66 - Bruno

30 8 0
                                    

Meu sonho parece cada vez mais distante. Por mais que eu esteja aprendendo tudo, o professor Igor consegue me dar notas baixas nos trabalhos. Só Deus para me dar forças para prosseguir. A volta do Paulinho também me anima um pouco, apesar de não cobrir o espaço que minha mãe deixou. Às vezes parece que ter me assumido só piorou minha situação. Até para evangelizar está difícil, nem vou mais toda semana.

Não, tá amarrado! Vou passar de ano sim, e também vou no vestibular para fazer uma faculdade para ser ator! E ainda vou evangelizar, mesmo estando na pior. E vai arrebentar!

Lá vem ela de novo! Depois da aula, Dani corre até mim e chega me abraçando. Desta vez, porém, não resisto, mas também não correspondo.

— Bruninho, não fique triste!

Quando ela tenta me beijar, aí dou um chega pra lá nela, que quase cai no chão com meu empurrão. Seu material se espalha pela calçada. Agora percebo no portão da escola as outras meninas cobrindo as risadinhas com as mãos. Os piás também aparecem cheios de graça. Eles vêm atrás de mim.

— Ah, meu, para! Já acabou a graça, meu. Só porque sou da igreja vocês ficam rindo de mim? Eu não fico rindo de vocês porque vocês não são da igreja.

O grupo não se importa com o que falo. Ninguém se importa aqui. Bem que minha mãe sempre dizia para separar as coisas: falar de Jesus na igreja ou até em casa é aceitável, mas na escola e no trabalho, não.

Vou para o último lugar onde os populares vão, aonde só os excluídos do colégio se encontram. O último corredor, onde ficam os que fumam.

— Chega aí, brother! — diz o maior deles, que parece bem mais velho que a média. Todos os três aqui parecem bem mais velhos. Repetentes?

— Tá a fim de um, moleque? — diz o rapaz mais cabeludo.

— Não, quero isso não, tá amarrado, isso faz mal.

Muito mais mal do que talvez eles possam imaginar. Meu Deus, essa pode ser minha oportunidade de provar para mim mesmo e para Deus que o assumi de vez!

— Mal nada, moleque. Isso aqui — diz o piá, que levanta um cigarro preto —, isso é vitamina. Olha pra nós, tu acha que o Igor bota nós debaixo do chinelo? C'é louco, moleque.

Chego perto da rodinha, mas o cheiro da fumaça me impede de participar no círculo. De perto reconheço um deles. Apesar de estudarmos na mesma turma, Gabriel não demonstra nada ao me ver.

— O professor também pega no pé de vocês?

— Pegava, mas nós ficamos de boa depois de uns anos aí.

— É, a gente entendeu como é a realidade, brother.

— Realidade? — pergunto.

— A gente era tipo você — diz o mais novo dos três. — Acreditávamos nessas paradas de Jesus e Deus antes do Igor explicar certinho quem era esses maluco.

Cerro os olhos como faço com a mente. É perigoso ficar ouvindo, pois o mal está tentando contaminar minha fé. Mas essa ainda pode ser minha chance de evangelizá-los. Deus me ajude!

— Piá, o professor não manda na nossa cabeça.

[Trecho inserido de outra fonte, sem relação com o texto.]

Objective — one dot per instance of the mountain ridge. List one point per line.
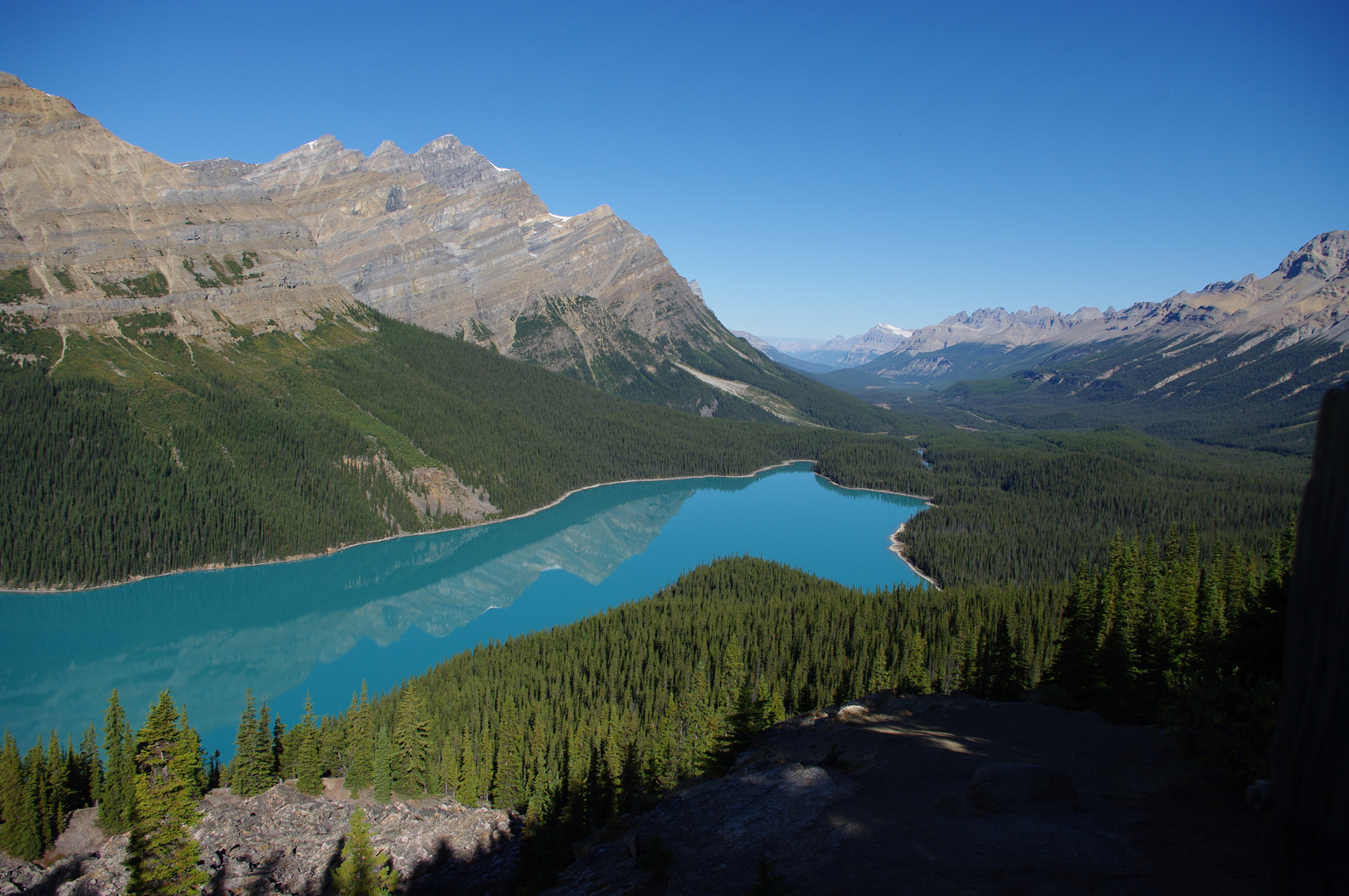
(1308, 292)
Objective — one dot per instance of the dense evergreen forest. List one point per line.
(580, 723)
(246, 454)
(266, 450)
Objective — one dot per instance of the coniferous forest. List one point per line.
(1098, 570)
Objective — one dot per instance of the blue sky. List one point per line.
(818, 168)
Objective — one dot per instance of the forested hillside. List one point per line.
(138, 455)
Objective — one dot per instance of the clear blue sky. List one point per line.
(818, 168)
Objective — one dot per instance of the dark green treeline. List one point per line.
(1031, 508)
(269, 450)
(271, 465)
(584, 721)
(149, 784)
(1157, 635)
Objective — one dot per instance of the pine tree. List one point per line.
(773, 709)
(411, 744)
(448, 767)
(309, 772)
(362, 870)
(360, 745)
(58, 788)
(265, 751)
(119, 784)
(19, 834)
(36, 794)
(189, 757)
(467, 786)
(509, 786)
(916, 676)
(278, 749)
(243, 777)
(382, 775)
(879, 678)
(90, 767)
(162, 856)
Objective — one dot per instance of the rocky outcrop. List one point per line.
(935, 795)
(286, 842)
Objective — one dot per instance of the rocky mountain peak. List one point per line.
(1322, 256)
(105, 230)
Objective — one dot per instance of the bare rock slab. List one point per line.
(1019, 787)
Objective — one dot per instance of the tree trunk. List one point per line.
(1308, 849)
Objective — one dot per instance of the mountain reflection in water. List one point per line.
(387, 610)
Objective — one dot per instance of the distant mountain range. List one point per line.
(833, 353)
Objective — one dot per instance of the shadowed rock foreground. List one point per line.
(286, 842)
(885, 795)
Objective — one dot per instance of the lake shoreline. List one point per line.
(209, 567)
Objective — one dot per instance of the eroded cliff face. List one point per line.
(444, 239)
(105, 228)
(440, 238)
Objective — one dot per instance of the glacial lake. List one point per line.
(389, 610)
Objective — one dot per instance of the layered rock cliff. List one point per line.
(444, 239)
(94, 228)
(105, 228)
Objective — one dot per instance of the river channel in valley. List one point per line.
(392, 609)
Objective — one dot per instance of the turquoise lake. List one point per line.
(389, 610)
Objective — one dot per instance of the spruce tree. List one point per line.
(916, 676)
(119, 784)
(162, 856)
(90, 767)
(360, 745)
(411, 744)
(241, 775)
(19, 834)
(509, 783)
(467, 787)
(382, 775)
(34, 791)
(189, 757)
(448, 767)
(263, 752)
(309, 772)
(58, 787)
(278, 749)
(363, 872)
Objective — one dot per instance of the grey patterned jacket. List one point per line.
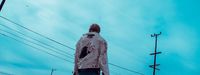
(91, 52)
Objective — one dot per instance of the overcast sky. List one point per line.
(125, 24)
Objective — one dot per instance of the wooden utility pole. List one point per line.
(155, 53)
(2, 3)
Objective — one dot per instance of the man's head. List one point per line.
(95, 28)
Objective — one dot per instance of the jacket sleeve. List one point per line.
(76, 58)
(103, 59)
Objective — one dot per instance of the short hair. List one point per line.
(95, 28)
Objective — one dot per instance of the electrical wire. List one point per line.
(35, 48)
(34, 43)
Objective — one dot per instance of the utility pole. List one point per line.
(155, 53)
(52, 70)
(2, 3)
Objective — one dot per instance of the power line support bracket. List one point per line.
(154, 66)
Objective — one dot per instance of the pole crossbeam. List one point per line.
(154, 66)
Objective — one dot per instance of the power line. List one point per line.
(34, 43)
(36, 39)
(4, 73)
(63, 44)
(36, 32)
(36, 48)
(2, 3)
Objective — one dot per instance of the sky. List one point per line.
(125, 24)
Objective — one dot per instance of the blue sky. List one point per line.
(126, 25)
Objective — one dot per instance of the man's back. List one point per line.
(91, 53)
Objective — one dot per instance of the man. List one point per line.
(91, 53)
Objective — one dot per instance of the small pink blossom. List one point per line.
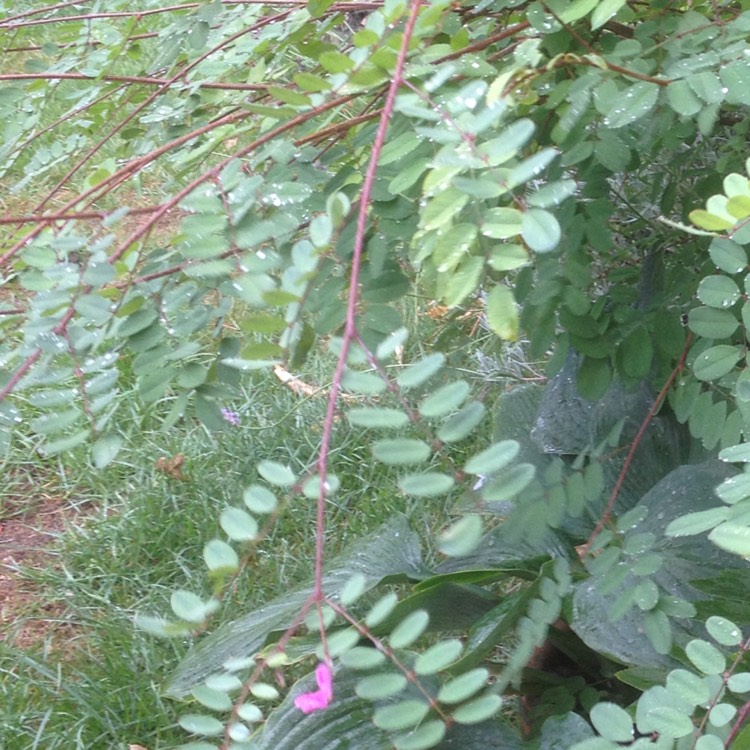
(319, 699)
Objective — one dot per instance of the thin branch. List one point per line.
(350, 326)
(607, 514)
(77, 215)
(132, 79)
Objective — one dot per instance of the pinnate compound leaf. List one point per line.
(705, 656)
(736, 453)
(362, 657)
(732, 537)
(658, 629)
(494, 458)
(688, 686)
(220, 556)
(347, 719)
(461, 424)
(377, 417)
(428, 484)
(259, 499)
(216, 700)
(604, 10)
(381, 685)
(276, 473)
(502, 223)
(508, 483)
(711, 323)
(739, 682)
(478, 710)
(723, 631)
(461, 688)
(709, 221)
(420, 372)
(427, 735)
(632, 104)
(728, 255)
(716, 362)
(353, 589)
(409, 629)
(718, 291)
(238, 525)
(367, 383)
(401, 451)
(438, 657)
(208, 726)
(506, 145)
(190, 607)
(105, 449)
(540, 230)
(462, 537)
(445, 399)
(697, 523)
(407, 713)
(381, 609)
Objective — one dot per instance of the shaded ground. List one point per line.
(32, 518)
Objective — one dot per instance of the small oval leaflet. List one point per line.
(716, 362)
(409, 629)
(259, 499)
(366, 383)
(428, 484)
(264, 692)
(723, 631)
(220, 556)
(711, 323)
(734, 489)
(353, 589)
(705, 656)
(401, 451)
(375, 417)
(311, 488)
(190, 607)
(339, 643)
(721, 714)
(445, 399)
(362, 657)
(427, 735)
(732, 537)
(462, 537)
(509, 483)
(421, 371)
(494, 458)
(207, 726)
(462, 423)
(276, 473)
(382, 685)
(728, 255)
(438, 657)
(238, 525)
(381, 609)
(688, 686)
(464, 686)
(718, 291)
(216, 700)
(478, 710)
(401, 715)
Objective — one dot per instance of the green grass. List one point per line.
(142, 536)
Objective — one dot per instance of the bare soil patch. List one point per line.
(32, 518)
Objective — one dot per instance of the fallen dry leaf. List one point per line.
(172, 467)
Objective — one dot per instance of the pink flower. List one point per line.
(318, 699)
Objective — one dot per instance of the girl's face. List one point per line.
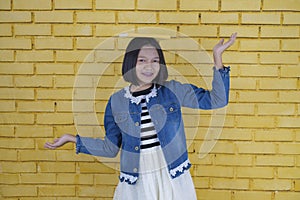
(147, 66)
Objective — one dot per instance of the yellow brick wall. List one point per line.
(44, 45)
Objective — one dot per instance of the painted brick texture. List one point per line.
(60, 60)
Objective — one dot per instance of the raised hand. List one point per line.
(219, 48)
(60, 141)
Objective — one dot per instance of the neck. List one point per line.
(137, 88)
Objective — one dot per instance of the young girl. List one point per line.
(144, 119)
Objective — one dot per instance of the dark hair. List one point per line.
(130, 60)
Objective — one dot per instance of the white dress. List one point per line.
(154, 181)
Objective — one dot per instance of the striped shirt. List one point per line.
(149, 137)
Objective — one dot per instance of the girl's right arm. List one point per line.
(66, 138)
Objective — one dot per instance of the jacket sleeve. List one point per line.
(107, 147)
(195, 97)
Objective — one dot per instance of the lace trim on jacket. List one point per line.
(128, 178)
(180, 169)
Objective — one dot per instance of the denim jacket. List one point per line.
(123, 117)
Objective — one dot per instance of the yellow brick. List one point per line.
(279, 32)
(28, 155)
(280, 58)
(14, 43)
(261, 18)
(282, 84)
(237, 134)
(72, 30)
(16, 68)
(69, 155)
(6, 55)
(55, 118)
(94, 43)
(115, 5)
(57, 68)
(275, 160)
(32, 56)
(13, 118)
(289, 96)
(214, 171)
(5, 5)
(214, 194)
(287, 195)
(243, 83)
(233, 160)
(276, 109)
(58, 190)
(14, 93)
(7, 81)
(272, 184)
(17, 143)
(240, 57)
(5, 30)
(219, 18)
(96, 191)
(8, 155)
(82, 179)
(110, 179)
(41, 106)
(33, 29)
(179, 18)
(95, 168)
(34, 81)
(291, 18)
(255, 172)
(260, 45)
(96, 17)
(53, 43)
(156, 5)
(39, 178)
(243, 31)
(34, 131)
(289, 148)
(288, 122)
(198, 5)
(255, 122)
(281, 5)
(9, 178)
(75, 56)
(273, 135)
(73, 4)
(258, 71)
(290, 44)
(54, 94)
(56, 167)
(256, 147)
(111, 30)
(250, 195)
(7, 106)
(19, 191)
(292, 173)
(18, 167)
(32, 5)
(239, 184)
(53, 16)
(137, 17)
(7, 131)
(15, 16)
(199, 31)
(261, 96)
(234, 5)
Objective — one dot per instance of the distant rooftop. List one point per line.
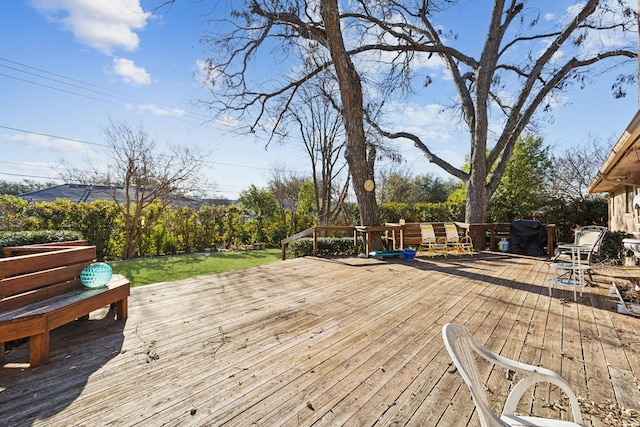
(88, 193)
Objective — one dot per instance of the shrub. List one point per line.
(612, 250)
(326, 246)
(21, 238)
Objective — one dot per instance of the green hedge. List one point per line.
(326, 246)
(21, 238)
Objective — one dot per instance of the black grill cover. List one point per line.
(527, 237)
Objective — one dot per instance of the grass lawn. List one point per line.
(164, 269)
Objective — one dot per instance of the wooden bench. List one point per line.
(40, 290)
(412, 236)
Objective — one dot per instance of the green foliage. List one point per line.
(569, 214)
(99, 223)
(393, 211)
(335, 246)
(26, 186)
(523, 188)
(403, 188)
(21, 238)
(612, 250)
(12, 213)
(261, 205)
(435, 212)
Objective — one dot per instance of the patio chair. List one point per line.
(430, 243)
(462, 346)
(455, 244)
(590, 237)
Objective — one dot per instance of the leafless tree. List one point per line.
(374, 46)
(139, 176)
(321, 128)
(575, 169)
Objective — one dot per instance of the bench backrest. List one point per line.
(413, 234)
(50, 271)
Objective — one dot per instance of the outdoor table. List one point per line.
(570, 274)
(368, 229)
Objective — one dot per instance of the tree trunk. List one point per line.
(356, 154)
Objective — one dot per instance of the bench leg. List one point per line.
(39, 349)
(122, 309)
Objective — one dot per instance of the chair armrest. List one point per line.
(532, 375)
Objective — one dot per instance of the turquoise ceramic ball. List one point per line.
(96, 275)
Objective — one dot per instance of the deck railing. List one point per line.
(492, 232)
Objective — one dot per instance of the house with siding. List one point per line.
(619, 176)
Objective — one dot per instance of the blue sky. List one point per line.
(69, 66)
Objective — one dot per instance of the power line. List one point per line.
(82, 85)
(53, 136)
(206, 162)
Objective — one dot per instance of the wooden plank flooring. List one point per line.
(326, 342)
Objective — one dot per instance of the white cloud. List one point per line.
(104, 25)
(129, 72)
(43, 142)
(158, 111)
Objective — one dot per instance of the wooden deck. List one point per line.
(325, 342)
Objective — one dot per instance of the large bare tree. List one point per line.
(140, 175)
(321, 128)
(376, 46)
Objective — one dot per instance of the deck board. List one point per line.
(325, 342)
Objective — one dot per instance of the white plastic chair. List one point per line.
(457, 245)
(432, 245)
(462, 348)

Ele tem a mente muito fechada pra entender as coisas espirituais.

Os três olham incrédulos para minha cara assustada.

— Brother, se liga só — diz o mais velho antes de soltar uma baforada contra o vento, o que traz a fumaça para minha cara. — Como que pode existir um ser lá em cima que ama a humanidade mas permite tanto piá inocente morrer na guerra?

— O que Deus tem a ver com a guerra? — digo sem ênfase. — É culpa dos políticos.

— E no meu caso — diz o mais novo. — Minha irmã tava de cama, daí minha tia veio falando que Deus curava e tal, chegou batendo uma Bíblia na testa da coitada e gritando igual uma louca... E nada. Minha irmãzinha hoje tá... Se não tá no céu, não sei onde... — Ele traga seu cigarro preto com força e tosse alto.

Lembro da minha mãe. Eu também cria que ela seria curada, e isto seria meu testemunho para mostrar que Deus existe aos meus colegas.

— Deus não fez nada, mano — diz Gabriel, o mais quieto dos três. Sua entonação triste traz uma nota de revolta com desabafo. — Não é, ô Alex? Maurício?

— Não, piá — respondo. — Deus faz as coisas na hora certa. Não desiste. Se com Deus já é difícil, sem ele então... O que importa é a gente estar bem por dentro. E, sem Deus, isso é impossível.

O jeito como seus olhos param em mim é como se, mesmo eles negando, estivessem sedentos pela água que um dia bebi. Eles precisam dessa água.

Minha chance de trazer mais almas para Deus.

— Vamos sábado comigo num lugar bem top?